Esta asintió, también rutinaria. Su despiste crónico le había generado aquel mecanismo de defensa tan directo. Era tan… Meraki. Pero no confundiros: no era un desastre con patas, sino MI desastre con patas, y así era ella. No la cambiaba por nada.

Una vez ella se hubo despedido de sus padres, caminamos rumbo al instituto, y le recordé sobre los deberes que bien sabía que no había hecho. Me ofrecí a dejárselos, obviamente, aunque esta vez el que iba a salir ganando era yo: íbamos a poner en marcha la «Operación Gabe».

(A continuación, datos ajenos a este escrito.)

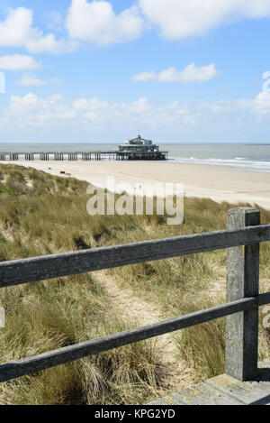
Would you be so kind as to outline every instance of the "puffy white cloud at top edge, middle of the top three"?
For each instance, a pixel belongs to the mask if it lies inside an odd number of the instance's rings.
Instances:
[[[69,36],[96,44],[136,40],[142,26],[137,7],[115,14],[107,1],[72,0],[67,15]]]

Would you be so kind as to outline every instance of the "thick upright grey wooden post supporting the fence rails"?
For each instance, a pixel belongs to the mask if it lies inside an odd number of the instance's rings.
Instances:
[[[229,210],[228,229],[260,225],[255,208]],[[259,244],[228,249],[227,301],[257,296],[259,293]],[[227,317],[226,373],[239,381],[257,377],[258,308]]]

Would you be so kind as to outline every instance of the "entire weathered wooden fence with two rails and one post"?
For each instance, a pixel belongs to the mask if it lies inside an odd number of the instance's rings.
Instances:
[[[260,212],[253,208],[235,208],[229,211],[228,229],[224,231],[0,263],[0,288],[4,288],[228,249],[226,304],[6,363],[0,366],[0,382],[220,317],[227,317],[226,372],[240,381],[256,379],[258,308],[270,303],[270,292],[259,295],[259,245],[267,241],[270,241],[270,225],[260,225]]]

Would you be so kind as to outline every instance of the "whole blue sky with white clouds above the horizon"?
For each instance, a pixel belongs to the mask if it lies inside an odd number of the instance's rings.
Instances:
[[[270,143],[270,0],[0,0],[0,143]]]

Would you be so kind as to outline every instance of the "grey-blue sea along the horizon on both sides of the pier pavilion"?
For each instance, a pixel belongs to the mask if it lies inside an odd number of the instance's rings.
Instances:
[[[116,143],[0,143],[1,152],[108,152]],[[159,143],[169,161],[270,172],[270,143]]]

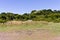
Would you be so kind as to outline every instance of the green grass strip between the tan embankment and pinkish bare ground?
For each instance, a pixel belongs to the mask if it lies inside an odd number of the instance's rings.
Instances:
[[[31,30],[31,29],[47,29],[54,33],[60,33],[60,23],[41,23],[41,22],[32,22],[24,23],[20,25],[5,25],[0,24],[0,31],[12,31],[12,30]]]

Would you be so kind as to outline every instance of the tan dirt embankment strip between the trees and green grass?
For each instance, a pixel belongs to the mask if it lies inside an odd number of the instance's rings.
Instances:
[[[25,24],[25,23],[42,23],[42,24],[48,24],[48,22],[46,21],[32,21],[32,20],[28,20],[28,21],[8,21],[5,24],[7,25],[20,25],[20,24]]]

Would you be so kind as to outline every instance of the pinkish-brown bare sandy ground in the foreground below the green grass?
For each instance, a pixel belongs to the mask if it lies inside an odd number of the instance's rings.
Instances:
[[[0,32],[0,40],[60,40],[60,36],[52,34],[49,30],[20,30]]]

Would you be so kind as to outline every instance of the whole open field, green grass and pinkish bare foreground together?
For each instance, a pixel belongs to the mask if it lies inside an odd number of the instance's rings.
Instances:
[[[0,36],[0,40],[60,40],[60,23],[32,21],[0,24]]]

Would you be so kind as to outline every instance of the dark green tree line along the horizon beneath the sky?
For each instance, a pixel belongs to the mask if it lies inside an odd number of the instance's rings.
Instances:
[[[24,13],[22,15],[10,12],[0,13],[0,23],[5,23],[7,21],[13,21],[13,20],[60,22],[60,10],[51,10],[51,9],[32,10],[30,13]]]

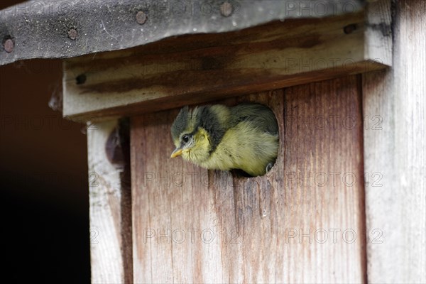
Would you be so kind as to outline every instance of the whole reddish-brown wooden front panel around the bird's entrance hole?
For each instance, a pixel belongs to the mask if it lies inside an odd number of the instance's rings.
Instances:
[[[257,178],[170,159],[178,109],[133,117],[135,283],[365,283],[359,82],[224,101],[277,116],[278,160]]]

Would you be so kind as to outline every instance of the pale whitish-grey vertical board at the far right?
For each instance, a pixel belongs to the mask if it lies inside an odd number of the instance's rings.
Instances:
[[[363,75],[368,282],[426,283],[426,2],[394,9],[393,67]]]

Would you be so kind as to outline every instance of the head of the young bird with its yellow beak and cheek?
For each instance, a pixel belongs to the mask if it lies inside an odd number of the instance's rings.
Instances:
[[[209,133],[203,128],[203,107],[196,107],[192,111],[188,107],[180,110],[172,125],[172,138],[175,151],[171,158],[182,155],[192,163],[201,163],[209,157],[212,149]]]

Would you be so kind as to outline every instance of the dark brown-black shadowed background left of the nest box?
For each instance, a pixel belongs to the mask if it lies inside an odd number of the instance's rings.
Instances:
[[[61,60],[0,66],[4,283],[90,281],[86,136],[48,107],[61,80]]]

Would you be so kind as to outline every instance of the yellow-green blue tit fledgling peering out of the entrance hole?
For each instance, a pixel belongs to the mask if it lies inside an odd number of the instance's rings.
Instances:
[[[209,170],[243,170],[264,175],[278,154],[278,124],[263,104],[184,107],[172,125],[175,151]]]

Por alguna razón, Mera, a pesar de estar completamente coladita por el gili… estúpido de Gabe, aún no era capaz siquiera de hablarle por mensaje, y eso para mí era extremadamente frustrante. Desde que la conocí, supe reconocer que con Meraki no se podía andar con medias tintas y que era lo suficientemente fuerte como para soportar los palos que te da la vida… literalmente. Nunca un golpe en la cabeza con un palo de hockey había generado una amistad tan sana y fuerte como la nuestra. Todavía me siento culpable por lo que pasó, pero eso no me impedía bromear sobre la dureza de su cráneo. Aunque bueno, lo de cabezota tiene también un segundo significado.

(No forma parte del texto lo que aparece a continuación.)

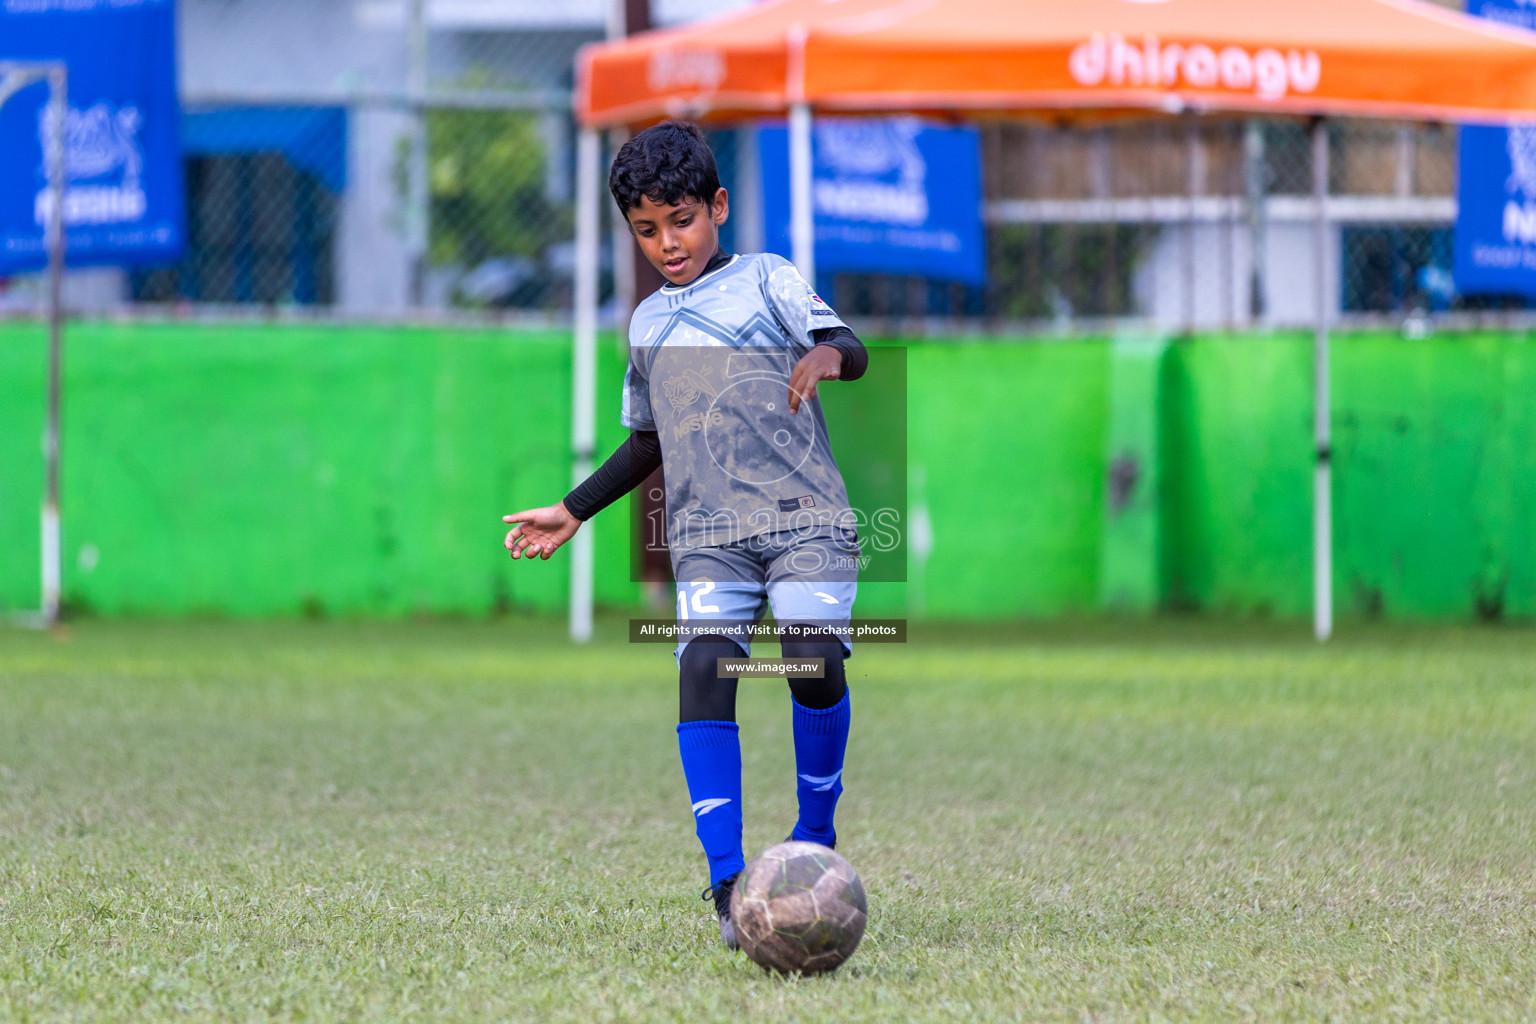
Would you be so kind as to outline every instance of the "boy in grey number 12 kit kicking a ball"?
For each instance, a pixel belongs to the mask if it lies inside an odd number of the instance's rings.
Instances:
[[[582,522],[656,467],[677,580],[677,746],[710,863],[720,940],[736,949],[731,887],[742,857],[736,677],[766,606],[785,659],[823,659],[790,679],[799,820],[790,838],[834,846],[843,791],[857,534],[817,401],[822,381],[863,375],[868,353],[782,256],[730,255],[730,206],[699,129],[667,121],[619,150],[608,190],[665,286],[634,310],[617,451],[565,500],[511,516],[513,559],[548,559]],[[843,626],[843,628],[839,628]]]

—Para él soy invisible, ni siquiera me saluda cuando vamos juntos. Y si lo hace es porque me señalas.

—Mera, eso ya es algo. —Pasé mi brazo por encima de sus hombros para transmitirle confianza en un abrazo que estaba seguro iba a necesitar sin importar recibir un empujón burlón a cambio.

—Quizás si me pusiera un escote que dijera, «hola, mira mis melones». —Me reí inmediatamente: es obvio que bromeaba, pero lo cierto es que era así de simple. Si se le volvía a ocurrir, debía de frenarla—. Va detrás de las chicas que le ignoran y yo babeo cada vez que le veo.

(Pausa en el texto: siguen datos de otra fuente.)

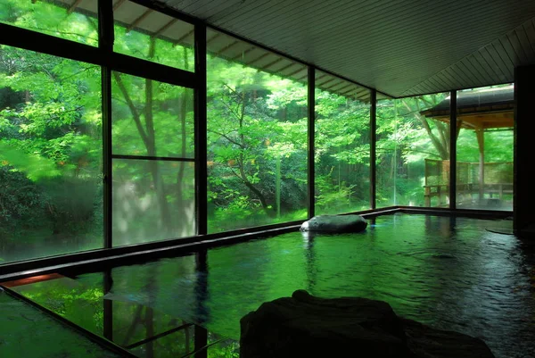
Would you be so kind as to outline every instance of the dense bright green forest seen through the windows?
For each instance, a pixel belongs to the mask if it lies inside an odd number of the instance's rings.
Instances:
[[[45,2],[3,1],[0,21],[97,44],[95,18]],[[193,71],[191,47],[115,32],[115,51]],[[305,219],[307,84],[210,51],[207,67],[210,232]],[[99,66],[0,46],[0,261],[103,246],[101,92]],[[193,89],[113,72],[111,96],[114,245],[194,235]],[[378,207],[424,205],[449,125],[421,112],[446,97],[378,102]],[[316,212],[368,209],[370,104],[317,88],[315,130]],[[512,161],[511,131],[485,140],[490,162]],[[471,131],[457,146],[477,162]]]

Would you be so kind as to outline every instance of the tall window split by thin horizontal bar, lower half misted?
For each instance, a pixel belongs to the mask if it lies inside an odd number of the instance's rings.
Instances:
[[[195,234],[193,90],[112,73],[114,246]]]

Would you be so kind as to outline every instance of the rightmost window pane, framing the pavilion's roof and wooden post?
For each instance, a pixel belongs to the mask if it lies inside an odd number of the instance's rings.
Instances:
[[[513,210],[514,86],[457,92],[457,207]]]

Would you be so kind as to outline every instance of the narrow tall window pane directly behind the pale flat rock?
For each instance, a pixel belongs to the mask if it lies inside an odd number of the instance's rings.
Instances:
[[[370,91],[316,72],[316,214],[370,208]]]

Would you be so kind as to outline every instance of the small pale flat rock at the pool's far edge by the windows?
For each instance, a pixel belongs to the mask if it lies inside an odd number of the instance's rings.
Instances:
[[[317,215],[303,222],[301,231],[314,232],[360,232],[367,227],[367,221],[360,215]]]

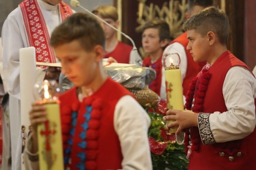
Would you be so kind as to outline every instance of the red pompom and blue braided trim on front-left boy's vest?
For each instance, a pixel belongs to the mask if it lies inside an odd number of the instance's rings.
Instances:
[[[80,142],[77,144],[79,153],[76,153],[78,164],[75,167],[79,170],[97,170],[96,158],[98,154],[98,129],[101,118],[102,107],[99,99],[87,97],[83,100],[82,105],[85,107],[83,113],[82,131],[79,132]],[[73,137],[77,131],[77,118],[79,111],[79,103],[74,103],[71,108],[66,109],[62,115],[62,131],[64,143],[64,166],[71,168],[71,148],[73,145]],[[75,130],[76,129],[76,130]]]

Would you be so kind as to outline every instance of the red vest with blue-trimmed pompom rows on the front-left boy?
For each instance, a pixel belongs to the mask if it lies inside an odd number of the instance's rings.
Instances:
[[[114,130],[114,111],[124,95],[133,96],[125,87],[108,78],[82,103],[77,99],[75,87],[60,96],[64,162],[71,158],[71,164],[65,164],[65,167],[71,170],[122,169],[123,156]],[[72,122],[75,113],[76,122]],[[87,128],[86,132],[84,128]]]

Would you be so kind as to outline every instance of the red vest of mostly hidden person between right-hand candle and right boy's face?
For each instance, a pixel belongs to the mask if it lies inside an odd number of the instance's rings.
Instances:
[[[189,44],[188,38],[187,38],[187,32],[184,32],[180,36],[178,36],[176,39],[174,39],[170,44],[178,42],[183,45],[186,56],[187,56],[187,72],[186,76],[183,80],[183,95],[187,94],[187,91],[189,90],[189,85],[192,82],[192,79],[197,75],[199,71],[203,68],[203,66],[206,64],[206,62],[195,62],[193,60],[193,57],[190,53],[190,51],[187,50],[187,46]],[[170,45],[169,44],[169,45]]]

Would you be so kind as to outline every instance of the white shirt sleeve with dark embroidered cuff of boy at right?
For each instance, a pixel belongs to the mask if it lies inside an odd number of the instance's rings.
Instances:
[[[212,143],[243,139],[256,126],[256,79],[251,72],[240,66],[230,68],[224,80],[223,95],[227,112],[199,113],[206,114],[202,117],[209,116],[209,121],[205,118],[204,124],[210,127]],[[199,128],[199,132],[203,139],[205,131]],[[202,142],[205,143],[204,140]]]

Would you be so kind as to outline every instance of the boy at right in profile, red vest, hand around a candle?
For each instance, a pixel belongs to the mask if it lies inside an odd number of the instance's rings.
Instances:
[[[194,61],[208,62],[192,80],[186,110],[169,110],[166,127],[186,131],[189,170],[251,170],[256,167],[256,79],[226,47],[229,22],[209,7],[184,24]]]

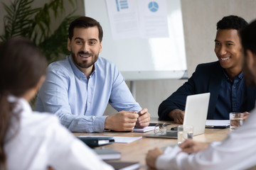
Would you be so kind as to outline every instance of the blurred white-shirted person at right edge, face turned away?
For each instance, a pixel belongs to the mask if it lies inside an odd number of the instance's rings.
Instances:
[[[245,82],[256,86],[256,20],[240,31],[244,52]],[[155,148],[146,154],[146,164],[156,169],[249,169],[256,165],[256,109],[242,127],[223,142],[210,145],[186,140],[165,152]]]

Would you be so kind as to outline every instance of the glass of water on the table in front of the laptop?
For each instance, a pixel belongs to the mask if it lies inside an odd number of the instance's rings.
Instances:
[[[178,145],[186,139],[193,139],[193,126],[191,125],[178,125]]]

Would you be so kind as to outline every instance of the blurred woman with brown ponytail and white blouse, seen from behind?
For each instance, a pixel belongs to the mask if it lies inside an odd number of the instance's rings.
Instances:
[[[0,169],[113,169],[60,125],[33,112],[29,101],[45,79],[36,45],[11,38],[0,45]]]

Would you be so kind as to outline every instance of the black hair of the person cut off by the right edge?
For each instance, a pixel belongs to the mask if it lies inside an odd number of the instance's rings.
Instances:
[[[240,30],[241,44],[244,49],[256,54],[256,20]]]

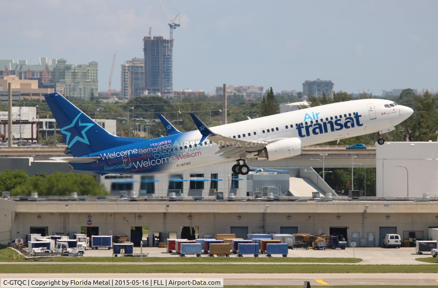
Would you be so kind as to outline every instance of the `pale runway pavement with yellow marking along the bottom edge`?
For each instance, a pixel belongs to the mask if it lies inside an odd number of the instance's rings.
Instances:
[[[59,278],[60,274],[1,274],[0,278]],[[336,273],[336,274],[130,274],[96,273],[66,274],[68,278],[223,278],[224,285],[303,285],[311,281],[312,286],[329,285],[436,285],[438,274],[433,273]],[[327,284],[324,284],[327,283]]]

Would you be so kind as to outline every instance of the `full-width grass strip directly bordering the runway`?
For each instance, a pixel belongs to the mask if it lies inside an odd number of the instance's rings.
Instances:
[[[191,265],[108,265],[108,264],[32,264],[31,269],[17,269],[1,264],[2,273],[436,273],[435,265],[348,265],[348,264],[191,264]]]

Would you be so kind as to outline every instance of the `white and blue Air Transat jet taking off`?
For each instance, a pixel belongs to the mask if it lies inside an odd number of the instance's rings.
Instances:
[[[156,174],[226,162],[236,162],[233,173],[246,175],[248,158],[278,160],[299,155],[308,145],[381,135],[413,113],[389,100],[360,99],[216,127],[191,114],[198,130],[190,132],[178,131],[158,114],[169,136],[140,139],[109,134],[59,93],[44,97],[74,156],[62,160],[74,170],[102,175]]]

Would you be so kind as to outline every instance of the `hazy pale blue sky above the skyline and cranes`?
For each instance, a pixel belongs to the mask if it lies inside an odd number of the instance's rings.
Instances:
[[[162,0],[173,16],[167,0]],[[438,1],[170,0],[173,89],[272,86],[302,90],[331,79],[335,90],[438,90]],[[2,0],[0,59],[99,62],[99,90],[120,89],[120,64],[143,57],[143,36],[168,37],[158,0]]]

Bueno, en eso no le faltaba razón: quizás no fuera literal, pero, aun así, hice el gesto de limpiarle el mentón de babas con mi pulgar. Claro que ella se rebotó subiendo a mi espalda para dejarme el pelo como un nido de cigüeñas, pero no me importaba porque valía la pena hacerla rabiar. Al llegar al centro nos comportamos de la mejor manera, aunque a ella se le notaba realmente cortada. Claro, la respuesta era obvia, dado que allí estaba Gabe haciendo, bueno, cosas de adolescentes: observar al resto sin pensar demasiado de pie en medio del pasillo. Cerca de Olivia, observándola a ella y a todas sus amiguitas.